Los argentinos, expertos en atravesar tormentas económicas de magnitud, conocemos de sobra los perjuicios de la carencia de oportunidades laborales. Proteger el empleo es, en este tiempo, una premisa prioritaria.

Se publicó recientemente en estas páginas un relevamiento realizado por una plataforma digital que provee servicios de contratación de personal en la que se señala que más de la mitad de las 100 empresas que participaron de una encuesta planea mantener su dotación de empleados. El estudio sobre las expectativas de empleo reunió a un centenar de firmas de San Francisco, Rafaela, Sunchales, Esperanza y Villa María, la mayoría Pymes del rubro comercial y de servicios

Al dato anterior se suma que además, un 14,3% de las empresas consultadas informó que estiman incorporar nuevo personal. Como contrapartida, un 11,9% manifestó que reducirán puestos de trabajos y un 16,7% aún no tiene precisiones respecto a qué decisiones tomará en esta materia, resultado de la alta incertidumbre respecto a la performance de la economía en general.

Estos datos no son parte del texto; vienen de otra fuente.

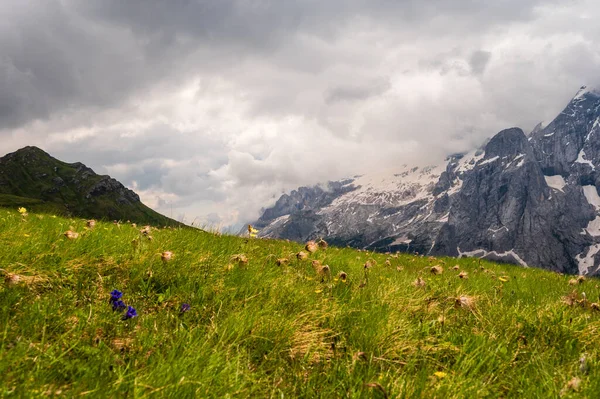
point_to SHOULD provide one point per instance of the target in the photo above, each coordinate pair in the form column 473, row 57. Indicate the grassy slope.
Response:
column 24, row 186
column 265, row 330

Los números arrojados por el sondeo colocan entre paréntesis a las visiones apocalípticas respecto del futuro de la producción nacional en los primeros meses del año. Pero no despejan totalmente la vacilante realidad que se observa frente a uno de los problemas centrales de la vida de la gente: la posibilidad de acceder al trabajo. En este contexto, es significativo que casi tres cuartas partes de empresas pequeñas y medianas de la región hayan manifestado que procurarán, al menos, mantener la cantidad de empleos. Sin embargo, los nubarrones amenazantes siguen apareciendo, en especial en algunos rubros que no vislumbran perspectivas de recuperación inmediata.

Es una realidad que la inflación, la devaluación brusca de la moneda y las irresolutas maniobras del gobierno nacional en materia económica han generado una caída profunda de la actividad productiva. Esto trae aparejado, en todos los casos, una reducción de las proyecciones que las empresas hacen respecto del futuro cercano. Y, lógicamente, la situación influye en lo laboral.

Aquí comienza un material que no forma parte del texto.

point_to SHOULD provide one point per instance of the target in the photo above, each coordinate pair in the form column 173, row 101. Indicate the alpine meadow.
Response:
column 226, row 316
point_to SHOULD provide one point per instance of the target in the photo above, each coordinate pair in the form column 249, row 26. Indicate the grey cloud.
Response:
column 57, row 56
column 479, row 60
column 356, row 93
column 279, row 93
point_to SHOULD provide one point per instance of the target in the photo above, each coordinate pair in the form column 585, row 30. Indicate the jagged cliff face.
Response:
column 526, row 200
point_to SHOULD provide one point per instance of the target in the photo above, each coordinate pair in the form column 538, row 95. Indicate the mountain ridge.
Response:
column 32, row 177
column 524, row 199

La caída de los puestos de trabajo o la imposibilidad de crear nuevos aparecen siempre como números estadísticos y dan cuenta de realidades momentáneas que fluctúan de acuerdo a los vaivenes destemplados de la economía. Sin embargo, es preciso reflexionar que detrás de esos porcentajes hay personas, familias, que padecen las restricciones del mercado laboral. La destrucción del trabajo genuino tritura las esperanzas, los anhelos, las ansias de progreso de muchos. Y quienes tienen la suerte de seguir poseyendo su puesto de trabajo miran con estupor lo que puede llegar a suceder si las variables económicas siguen en el tobogán. Cuando reina la incertidumbre, el miedo se hace presente, el resquemor se acentúa y las preocupaciones están a la orden del día.

Por ello, si bien resulta auspicioso el resultado del sondeo publicado por este diario hace pocos días, es preciso insistir en que sin generación de puestos de trabajo no hay posibilidad de recuperación social. Los argentinos, expertos en atravesar tormentas económicas de magnitud, conocemos de sobra los perjuicios de la carencia de oportunidades laborales. Proteger el empleo es, en este tiempo, una premisa prioritaria.